I created a variable called “Youth Index” that averaged percentage of home runs from young players in the previous five seasons, weighted by their correlations to home-run rate in the season in question.  To avoid having to forecast Youth index separately, I actually used a slightly different model for each step in the forecast, each considering only known data.  For example, for the 2017 forecast, data from each of the 2012-2016 seasons is available, but for the 2018 forecast, 2017 data is not.  Thus, the Youth index predictor for 2018 used only data from 2-5 seasons back, the 2019 Youth index predictor used only data from 3-5 seasons back, etc.  I limited the forecast to only five seasons ahead, by which point the model started to converge with the univariate forecast anyway.

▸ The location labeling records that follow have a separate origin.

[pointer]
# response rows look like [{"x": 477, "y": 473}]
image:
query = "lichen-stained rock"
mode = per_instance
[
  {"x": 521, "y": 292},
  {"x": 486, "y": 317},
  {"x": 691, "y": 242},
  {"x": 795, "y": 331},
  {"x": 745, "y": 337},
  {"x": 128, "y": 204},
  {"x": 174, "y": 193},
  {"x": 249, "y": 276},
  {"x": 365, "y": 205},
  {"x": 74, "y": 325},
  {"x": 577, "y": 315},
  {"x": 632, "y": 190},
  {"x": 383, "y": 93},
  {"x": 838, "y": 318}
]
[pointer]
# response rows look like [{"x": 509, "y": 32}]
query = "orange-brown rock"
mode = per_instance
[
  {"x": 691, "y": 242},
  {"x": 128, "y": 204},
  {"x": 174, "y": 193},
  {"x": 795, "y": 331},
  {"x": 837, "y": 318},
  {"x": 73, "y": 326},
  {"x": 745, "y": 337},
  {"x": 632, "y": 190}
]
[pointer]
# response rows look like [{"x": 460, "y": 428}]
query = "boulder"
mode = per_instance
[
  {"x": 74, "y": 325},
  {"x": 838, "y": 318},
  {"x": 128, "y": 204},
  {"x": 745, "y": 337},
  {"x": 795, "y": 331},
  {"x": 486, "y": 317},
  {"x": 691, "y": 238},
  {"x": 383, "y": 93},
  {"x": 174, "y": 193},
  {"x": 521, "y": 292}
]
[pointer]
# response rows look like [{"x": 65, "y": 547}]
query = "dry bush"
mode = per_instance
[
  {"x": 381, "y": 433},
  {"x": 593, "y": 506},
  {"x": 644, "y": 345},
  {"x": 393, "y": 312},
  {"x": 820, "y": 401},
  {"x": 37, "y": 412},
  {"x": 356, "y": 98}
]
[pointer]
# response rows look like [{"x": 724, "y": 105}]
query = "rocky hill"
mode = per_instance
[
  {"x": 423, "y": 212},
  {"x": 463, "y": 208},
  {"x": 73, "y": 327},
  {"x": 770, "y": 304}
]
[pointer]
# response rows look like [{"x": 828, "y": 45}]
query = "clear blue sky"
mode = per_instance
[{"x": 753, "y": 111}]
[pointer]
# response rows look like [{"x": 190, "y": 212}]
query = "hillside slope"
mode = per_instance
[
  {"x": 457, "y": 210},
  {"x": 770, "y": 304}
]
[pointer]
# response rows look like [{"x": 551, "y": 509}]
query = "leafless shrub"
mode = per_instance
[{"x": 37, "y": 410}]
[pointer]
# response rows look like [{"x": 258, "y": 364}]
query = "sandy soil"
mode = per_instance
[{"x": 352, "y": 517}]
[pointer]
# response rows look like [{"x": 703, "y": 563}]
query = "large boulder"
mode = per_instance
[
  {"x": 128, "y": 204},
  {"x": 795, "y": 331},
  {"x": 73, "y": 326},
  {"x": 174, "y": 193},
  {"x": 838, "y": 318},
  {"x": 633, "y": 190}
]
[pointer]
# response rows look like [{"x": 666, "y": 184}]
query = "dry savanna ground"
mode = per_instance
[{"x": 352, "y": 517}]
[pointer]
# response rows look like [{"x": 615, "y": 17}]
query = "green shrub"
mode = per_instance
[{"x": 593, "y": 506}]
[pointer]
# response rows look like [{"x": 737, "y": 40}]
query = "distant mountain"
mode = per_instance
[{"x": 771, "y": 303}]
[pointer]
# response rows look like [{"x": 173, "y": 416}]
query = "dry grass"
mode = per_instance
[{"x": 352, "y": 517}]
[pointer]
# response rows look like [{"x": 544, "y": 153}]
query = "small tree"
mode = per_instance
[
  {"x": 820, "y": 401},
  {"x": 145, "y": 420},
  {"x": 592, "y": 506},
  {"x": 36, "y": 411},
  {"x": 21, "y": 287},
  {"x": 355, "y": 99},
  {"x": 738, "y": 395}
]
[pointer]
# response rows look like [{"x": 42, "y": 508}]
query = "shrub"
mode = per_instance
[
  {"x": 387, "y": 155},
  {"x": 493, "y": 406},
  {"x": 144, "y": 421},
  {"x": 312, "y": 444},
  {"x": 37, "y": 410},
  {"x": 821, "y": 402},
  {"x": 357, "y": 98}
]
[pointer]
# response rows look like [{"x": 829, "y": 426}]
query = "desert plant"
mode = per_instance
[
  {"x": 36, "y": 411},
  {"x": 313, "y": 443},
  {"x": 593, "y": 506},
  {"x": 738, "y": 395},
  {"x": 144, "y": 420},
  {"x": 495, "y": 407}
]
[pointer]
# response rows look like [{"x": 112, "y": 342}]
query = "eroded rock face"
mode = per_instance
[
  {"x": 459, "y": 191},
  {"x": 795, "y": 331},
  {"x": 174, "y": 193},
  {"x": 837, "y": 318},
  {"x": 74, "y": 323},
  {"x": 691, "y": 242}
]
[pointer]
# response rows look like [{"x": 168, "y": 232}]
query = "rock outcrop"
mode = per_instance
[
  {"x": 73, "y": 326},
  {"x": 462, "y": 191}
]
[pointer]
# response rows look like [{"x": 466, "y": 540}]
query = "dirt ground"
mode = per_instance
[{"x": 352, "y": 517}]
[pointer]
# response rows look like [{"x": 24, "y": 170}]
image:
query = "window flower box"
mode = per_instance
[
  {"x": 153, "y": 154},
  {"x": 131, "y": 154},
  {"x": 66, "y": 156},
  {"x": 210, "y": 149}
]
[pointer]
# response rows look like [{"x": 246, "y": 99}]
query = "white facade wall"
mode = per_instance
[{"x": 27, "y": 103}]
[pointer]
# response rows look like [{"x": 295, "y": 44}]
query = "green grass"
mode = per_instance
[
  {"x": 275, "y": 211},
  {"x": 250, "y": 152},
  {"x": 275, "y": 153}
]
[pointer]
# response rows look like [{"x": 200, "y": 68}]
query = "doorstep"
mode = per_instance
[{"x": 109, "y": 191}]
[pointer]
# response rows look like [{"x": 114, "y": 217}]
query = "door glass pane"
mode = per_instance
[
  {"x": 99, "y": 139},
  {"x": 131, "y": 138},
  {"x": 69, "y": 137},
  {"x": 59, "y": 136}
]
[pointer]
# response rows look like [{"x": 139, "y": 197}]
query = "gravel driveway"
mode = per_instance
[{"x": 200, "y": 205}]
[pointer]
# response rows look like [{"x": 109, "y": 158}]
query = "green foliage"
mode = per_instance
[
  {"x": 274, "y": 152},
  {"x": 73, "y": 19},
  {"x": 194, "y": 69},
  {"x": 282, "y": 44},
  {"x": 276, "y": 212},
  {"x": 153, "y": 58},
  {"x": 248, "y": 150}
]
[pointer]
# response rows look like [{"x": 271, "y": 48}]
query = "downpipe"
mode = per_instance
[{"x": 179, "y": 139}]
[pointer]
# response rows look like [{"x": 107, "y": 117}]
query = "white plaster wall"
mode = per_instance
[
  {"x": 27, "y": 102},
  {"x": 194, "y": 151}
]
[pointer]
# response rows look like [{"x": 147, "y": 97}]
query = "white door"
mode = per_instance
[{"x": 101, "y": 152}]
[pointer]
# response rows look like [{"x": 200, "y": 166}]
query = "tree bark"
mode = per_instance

Year Forecast Low 80 High 80 Low 95 High 95
2017 36.27 33.15 40.16 31.74 42.65
2018 36.25 32.84 40.61 31.32 43.45
2019 36.03 32.38 40.81 30.77 44.00
2020 35.59 31.71 40.77 30.02 44.31
2021 35.67 31.37 41.62 29.54 45.84

*Note: the red and green lines are 80% and 95% prediction intervals just like on the other graphs.  It only looks different because I created this graph manually rather than using an R-package.

The updated forecast projects a more aggressive rebound in PA/HR (i.e., decrease in home-run rate).  The difference overall in the two forecasts is not huge, but not nothing either.  Interestingly enough, the model is over 90% confident that PA/HR will rise to some degree or another next season.

Ultimately, both home run and strikeout rate are influenced by a wide array of factors, many of which are difficult or even impossible to consider in a long-ish term forecast like this.  The confidence bars aren’t quite as narrow as I’d like, which suggests the observed data may end up deviating quite a bit from these projections.  Nonetheless, I think this is a good starting point.